Finissante à la maîtrise en journalisme international à l’Université Laval en 2014, Ruby Irene Pratka revient d’une mission de neuf semaines à bord de l’Aquarius, un navire affrété par de nombreux organismes européens pour recueillir les migrants traversant la mer Méditerranée. Une expérience hors du commun qui a réellement changé sa vision du monde.
La jeune journaliste indépendante estime qu’une parcelle de la crise migratoire est présentée à la population mondiale. La réalité est toute autre, selon elle.
« Le phénomène, c’est maintenant que ça se passe. Il y a des bateaux gonflables que l’on retrouverait au Canadian Tire qui transportent quotidiennement des centaines de personnes en quête d’une meilleure vie. La réalité, c’est que 4000 personnes sont mortes jusqu’à maintenant en 2016, ajoute-t-elle. C’est plus d’une personne sur cent qui meurt en chemin. »
Entre le 26 février et le 16 novembre, l’Aquarius est venu en aide à 7967 personnes dont 26 % étaient mineures. De ce nombre, 90 % sont isolées, c’est-à-dire non accompagnées d’un adulte. La plupart de ces jeunes sont les aînés de leur famille. Ils quittent leur pays afin d’étudier. Malheureusement, cela s’en résulte souvent autrement.
« C’est triste de constater qu’à cause des circonstances dans lesquelles ils sont nés, ils vont devoir contourner plus d’obstacles que nous pour avoir les mêmes droits », soutient-elle.
Naïveté face au danger
Lorsqu’ils quittent leur pays, les migrants n’ont aucune idée de ce qui les attend, explique Ruby Irene Patka. Ceux-ci fuient la guerre, la dictature, l’anarchie ou encore des situations financières non enviables dans leur pays. La plupart d’entre eux, ne voulant pas aller en Europe, se rendent au Moyen-Orient, où ils se voient maltraités. Ce n’est donc pas par choix que les migrants traversent la mer Méditerranée.
Leur manque de connaissance de cette région les rattrape au pas de course et c’est là que l’Aquarius vient leur porter secours. « Ils ne connaissent pas la mer, la capacité de leur bateau. Les bandits leur disent que ça va leur prendre environ six heures pour traverser la mer. En réalité, ça nous prend 40 heures. Je ne peux pas imaginer comment ça leur en prendrait, s’ils se rendaient », a-t-elle raconté dans une conférence publique organisée par la Chaire en développement international.
Rôle de porte-parole
Ruby cherchait depuis deux ans à porter concrètement assistance aux rescapés. C’est donc avec enthousiasme qu’elle a transmis sa candidature à l’association SOS Méditerranée afin de devenir chargée de communication à bord de l’Aquarius. Son rôle : discuter avec les migrants et faire connaître leur histoire.

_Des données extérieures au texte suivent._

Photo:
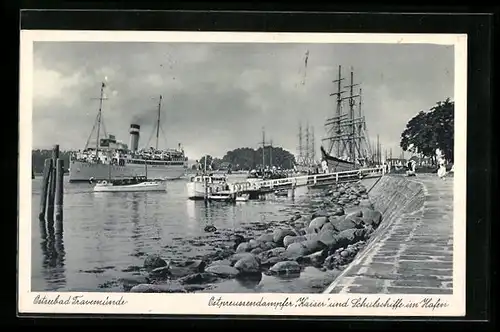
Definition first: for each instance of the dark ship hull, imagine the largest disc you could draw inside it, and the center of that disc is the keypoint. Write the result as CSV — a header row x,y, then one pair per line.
x,y
336,164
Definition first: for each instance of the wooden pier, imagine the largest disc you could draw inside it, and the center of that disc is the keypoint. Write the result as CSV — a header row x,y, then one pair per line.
x,y
257,188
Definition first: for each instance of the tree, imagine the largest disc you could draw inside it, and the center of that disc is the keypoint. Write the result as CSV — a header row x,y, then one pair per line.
x,y
431,129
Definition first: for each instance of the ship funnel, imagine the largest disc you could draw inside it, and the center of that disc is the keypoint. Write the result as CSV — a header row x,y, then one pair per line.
x,y
134,136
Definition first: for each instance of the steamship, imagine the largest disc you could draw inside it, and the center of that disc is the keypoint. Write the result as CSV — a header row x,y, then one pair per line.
x,y
112,159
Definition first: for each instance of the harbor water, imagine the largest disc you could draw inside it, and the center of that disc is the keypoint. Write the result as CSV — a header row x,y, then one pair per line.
x,y
107,236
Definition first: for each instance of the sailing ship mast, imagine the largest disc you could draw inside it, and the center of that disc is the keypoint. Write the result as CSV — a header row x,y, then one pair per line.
x,y
158,122
347,131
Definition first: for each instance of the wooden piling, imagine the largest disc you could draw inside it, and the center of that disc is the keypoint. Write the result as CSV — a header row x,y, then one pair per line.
x,y
52,184
59,192
45,188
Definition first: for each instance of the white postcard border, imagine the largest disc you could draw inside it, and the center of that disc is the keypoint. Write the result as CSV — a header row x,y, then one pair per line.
x,y
261,303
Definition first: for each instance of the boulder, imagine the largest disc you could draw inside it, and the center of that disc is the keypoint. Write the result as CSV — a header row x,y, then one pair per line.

Ce qui désolait le plus la jeune femme, c’est que les médias ne l’appelaient qu’en cas de moments tragiques ou encore pour critiquer leur présence, de plus en plus accrue, en sol européen.
« Quand tu parles avec les gens, tu réalises qu’ils ont tous des histoires à raconter. Tu ne les considères plus comme quelqu’un qui vole un emploi, comme un poids pour la société. Ça devient des amis. On chante ensemble, on danse, on regarde les dauphins. C’est un peu comme une grande famille », illustre-t-elle.
Ce que ça change dans une vie? Elle répond spontanément que ça remet tout en perspective. « Ça te donne une idée de comment la majorité des gens sur la planète vivent. C’est une belle démonstration de la solidarité entre humains. »
Des moments plus difficiles, elle en a vécus. Elle relate, entre autres, un moment où l’équipe de l’Aquarius a cherché pendant près de huit heures un groupe de migrants perdus dans la mer Méditerranée avant de le retrouver. « C’était le moment le plus émotif que j’ai vécu. Il est 11 h et il n’y a aucune trace du groupe. Il n’y a aucune lumière et on se demande si on va les retrouver », dit-elle.
Enrayer le problème
Bien qu’elle estime qu’il est primordial de porter assistance aux migrants en mer, Ruby Irene Pratka croit qu’il est nécessaire d’éliminer le problème à sa source. « Cela ne s’arrêtera pas tant que les décideurs politiques n’auront pas fait les bons choix. Tout le monde essaie de porter secours, mais ce n’est pas assez. Il fait se pencher sur les réels problèmes, ceux qui font fuir les migrants de leur pays », livre-t-elle.
Est-ce qu’elle retournerait à bord de l’Aquarius? Sans aucune hésitation. « S’ils me rappellent, j’y retourne. » À croire que l’expérience, bien qu’elle soit difficile, mentalement et physiquement, soit assez valorisante.